Em dezembro de 2020, a fim de marcar dez anos da ocupação policial, distribuíram 15 mil livros para crianças e adultos nos complexos do Alemão e da Penha, com a parceria de diversas editoras e livrarias. A campanha foi chamada de Invasão de Livros (contamos aqui).
Integrante do ‘Conselhão’ do governo
A equipe da TIME descobriu René devido ao destaque que o comunicador teve na campanha presidencial de Lula no Rio de Janeiro. Em outubro de 2022, o então candidato foi ao Complexo do Alemão, vestiu o boné CPX (demonizado por políticos ignorantes e erroneamente atribuído ao tráfico) e fez uma caminhada pela favela na companhia de René.
Durante a visita, Lula prometeu que tomaria medidas para melhorar a vida da população mais pobre e de lideranças comunitárias do Rio de Janeiro, e criaria comitês “para que o povo das favelas possa ajudar a decidir o que o governo vai fazer”.

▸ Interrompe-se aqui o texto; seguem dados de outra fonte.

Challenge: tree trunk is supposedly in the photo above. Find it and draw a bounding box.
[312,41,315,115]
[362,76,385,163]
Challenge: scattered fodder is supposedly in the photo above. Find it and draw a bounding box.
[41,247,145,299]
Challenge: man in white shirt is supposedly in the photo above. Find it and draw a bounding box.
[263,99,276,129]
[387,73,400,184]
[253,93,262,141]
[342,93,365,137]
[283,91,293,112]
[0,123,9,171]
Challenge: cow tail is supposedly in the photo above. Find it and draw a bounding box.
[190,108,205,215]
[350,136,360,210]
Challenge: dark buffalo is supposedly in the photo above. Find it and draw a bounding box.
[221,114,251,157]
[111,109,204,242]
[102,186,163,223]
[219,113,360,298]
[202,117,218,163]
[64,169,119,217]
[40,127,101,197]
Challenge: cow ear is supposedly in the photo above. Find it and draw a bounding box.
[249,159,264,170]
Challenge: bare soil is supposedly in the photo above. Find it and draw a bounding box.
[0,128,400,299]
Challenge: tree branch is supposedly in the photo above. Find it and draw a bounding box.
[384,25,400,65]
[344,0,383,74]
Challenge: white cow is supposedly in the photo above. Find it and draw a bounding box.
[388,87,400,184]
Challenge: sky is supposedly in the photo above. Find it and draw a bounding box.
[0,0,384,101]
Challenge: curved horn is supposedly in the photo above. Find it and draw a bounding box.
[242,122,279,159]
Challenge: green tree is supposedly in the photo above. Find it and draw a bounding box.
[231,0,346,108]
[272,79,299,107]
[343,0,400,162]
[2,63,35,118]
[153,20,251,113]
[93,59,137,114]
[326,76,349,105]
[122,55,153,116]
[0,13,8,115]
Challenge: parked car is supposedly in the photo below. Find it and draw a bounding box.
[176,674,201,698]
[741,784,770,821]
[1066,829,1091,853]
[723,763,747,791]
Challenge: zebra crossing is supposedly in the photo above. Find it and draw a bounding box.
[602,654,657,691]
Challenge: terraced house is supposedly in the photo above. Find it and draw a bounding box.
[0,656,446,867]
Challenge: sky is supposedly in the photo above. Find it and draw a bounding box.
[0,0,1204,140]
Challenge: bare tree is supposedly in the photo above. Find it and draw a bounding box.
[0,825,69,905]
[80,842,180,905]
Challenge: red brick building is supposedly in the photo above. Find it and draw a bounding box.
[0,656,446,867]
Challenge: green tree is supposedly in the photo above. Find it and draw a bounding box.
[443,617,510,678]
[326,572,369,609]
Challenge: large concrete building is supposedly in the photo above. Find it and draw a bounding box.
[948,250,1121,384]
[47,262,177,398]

Há cerca de duas semanas, em 7/5, René Silva esteve em Brasília, no Palácio do Planalto, para participar da cerimônia de relançamento do Conselho de Desenvolvimento Sustentável, importante instância de diálogo entre o governo e a sociedade civil – do qual é integrante.
Conhecido como Conselhão, o órgão foi lançado em 2003, mas extinto por Bolsonaro em 2019. Agora volta sob o comando do ministro das Relações Institucionais, Alexandre Padilha, reunindo “representantes de diversos segmentos para trabalhar [de forma voluntária] na redução da pobreza e na promoção do desenvolvimento econômico, social e sustentável”, declarou o ministro na ocasião.
“Vamos debater pautas importantes para a juventude negra”, acrescentou, destacando que o fundador do Voz das Comunidades foi escolhido pelo presidente Lula.
“Hoje, estou integrando o Conselhão. Fico muito feliz e honrado em fazer parte deste conselho e espero que, com a minha contribuição, eu possa debater, influenciar e contribuir com várias pautas importantes para a juventude negra do nosso país, para a juventude pobre do nosso país, para a juventude das favelas e periferias do nosso país que, por muitos anos, não teve reconhecimento”, disse René em vídeo para o Instagram de Padilha.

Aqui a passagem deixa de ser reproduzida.